Légende Op. 17 is a showpiece by the Polish violin virtuoso Henryk Wieniawski, written for solo violin and orchestral accompaniment, though it is often performed using a piano reduction as a substitute for the orchestra. It is estimated to have been written in about 1860, though the exact date is unknown.

Wieniawski’s Légende was instrumental in helping to secure his engagement to Isabella Hampton. Initially, Isabella’s parents did not approve of their daughter’s engagement to Wieniawski, but after they heard the piece, they were so impressed that they offered the young couple their blessing, and they were married in 1860.

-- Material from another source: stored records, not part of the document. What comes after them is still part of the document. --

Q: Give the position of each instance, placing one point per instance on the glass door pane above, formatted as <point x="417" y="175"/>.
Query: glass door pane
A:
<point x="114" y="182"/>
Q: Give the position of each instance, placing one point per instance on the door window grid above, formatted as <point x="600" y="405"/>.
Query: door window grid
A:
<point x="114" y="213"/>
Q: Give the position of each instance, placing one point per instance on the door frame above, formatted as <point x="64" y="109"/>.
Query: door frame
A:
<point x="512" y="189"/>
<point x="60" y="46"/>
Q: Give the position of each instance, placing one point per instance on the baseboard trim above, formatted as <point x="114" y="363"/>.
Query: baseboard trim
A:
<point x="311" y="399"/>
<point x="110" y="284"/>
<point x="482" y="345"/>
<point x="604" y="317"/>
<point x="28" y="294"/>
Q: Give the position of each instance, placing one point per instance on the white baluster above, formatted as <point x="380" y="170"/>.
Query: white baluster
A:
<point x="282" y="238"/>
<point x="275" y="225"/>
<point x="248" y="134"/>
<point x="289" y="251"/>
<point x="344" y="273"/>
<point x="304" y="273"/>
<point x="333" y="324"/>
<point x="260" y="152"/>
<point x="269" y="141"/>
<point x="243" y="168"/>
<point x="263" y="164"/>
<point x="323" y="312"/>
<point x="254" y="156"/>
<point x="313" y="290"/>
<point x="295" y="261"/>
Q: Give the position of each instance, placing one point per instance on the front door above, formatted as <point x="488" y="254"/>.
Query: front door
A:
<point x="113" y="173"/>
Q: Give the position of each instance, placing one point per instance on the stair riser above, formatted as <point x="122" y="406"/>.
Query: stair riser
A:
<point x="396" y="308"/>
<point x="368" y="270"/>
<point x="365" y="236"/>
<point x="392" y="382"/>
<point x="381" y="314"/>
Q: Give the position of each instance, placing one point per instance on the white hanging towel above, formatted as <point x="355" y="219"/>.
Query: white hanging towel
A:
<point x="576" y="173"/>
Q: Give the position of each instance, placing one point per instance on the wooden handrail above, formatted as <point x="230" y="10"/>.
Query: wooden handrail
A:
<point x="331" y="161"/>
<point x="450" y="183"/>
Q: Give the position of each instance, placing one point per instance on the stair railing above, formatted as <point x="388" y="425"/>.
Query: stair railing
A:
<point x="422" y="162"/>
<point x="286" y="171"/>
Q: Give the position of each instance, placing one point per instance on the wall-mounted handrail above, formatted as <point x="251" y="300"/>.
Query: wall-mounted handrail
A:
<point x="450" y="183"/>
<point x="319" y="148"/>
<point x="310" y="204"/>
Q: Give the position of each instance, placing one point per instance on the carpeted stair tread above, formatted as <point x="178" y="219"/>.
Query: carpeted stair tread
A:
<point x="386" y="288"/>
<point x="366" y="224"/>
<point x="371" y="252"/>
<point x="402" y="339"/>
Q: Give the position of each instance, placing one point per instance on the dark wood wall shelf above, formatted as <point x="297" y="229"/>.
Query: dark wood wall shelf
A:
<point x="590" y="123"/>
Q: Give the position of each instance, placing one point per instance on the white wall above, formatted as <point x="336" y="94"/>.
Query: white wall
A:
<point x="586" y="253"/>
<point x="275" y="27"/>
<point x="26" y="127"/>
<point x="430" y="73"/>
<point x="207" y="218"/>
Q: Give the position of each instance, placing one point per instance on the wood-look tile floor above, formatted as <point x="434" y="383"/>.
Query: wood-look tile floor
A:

==Structure and Analysis==
The showpiece can be divided into three main sections, loosely following an ABA format. Légende Op. 17 is in G minor, but the middle section is in the major mode. It is in 3/4 time. The mood is set from the start with a low melody in the horns, accompanied by delicate pizzicato (plucking) in the string sections. After the brief orchestral introduction, the solo violin part enters, with a soft, simple melodic line. As the piece progresses, Wieniawski intensifies the music by having the orchestral strings switch from pizzicato to arco (bowed) and by adding embellishments and turns to the solo violin part. Wieniawski further intensifies the solo violin part through usage of double stops. Within the first section, the main theme repeats itself, with the same orchestral music of the beginning of the piece serving as an interlude-like return to the repeat of the violin theme. In the repeat of the theme, the orchestral texture is varied slightly, with much more usage of pizzicato in the strings. At the end of the first section, the violin part imitates the opening melody of the horn section.

A significant cadence is reached on the tonic G, and the second section begins, this time in the major mode. The overall mood of the piece changes here, as the meter changes to duple and the tempo increases. The orchestra plays a march-like motif underneath the solo violin part, which has a swift, moving part full of double stops and chords. The playful mood is further enhanced by the violinist's usage of slides. Throughout this section, Wieniawski includes brief passages in the minor mode to foreshadow the eventual return to it in the last section. The orchestral and solo violin parts both create a long crescendo as the musical line ascends and intensifies. At the climax, the violin plays a rapid descending chromatic scale, and upon reaching the bottom, the music transitions back into the opening minor theme, again in 3/4 time.

At the start of the third section, the opening horn melody returns. After another brief orchestral interlude, the violin theme of the beginning returns. The violin part recapitulates the melody, and then executes scalar and arpeggio passages all the while making a decrescendo, ending softly on a high G (three octaves above middle C).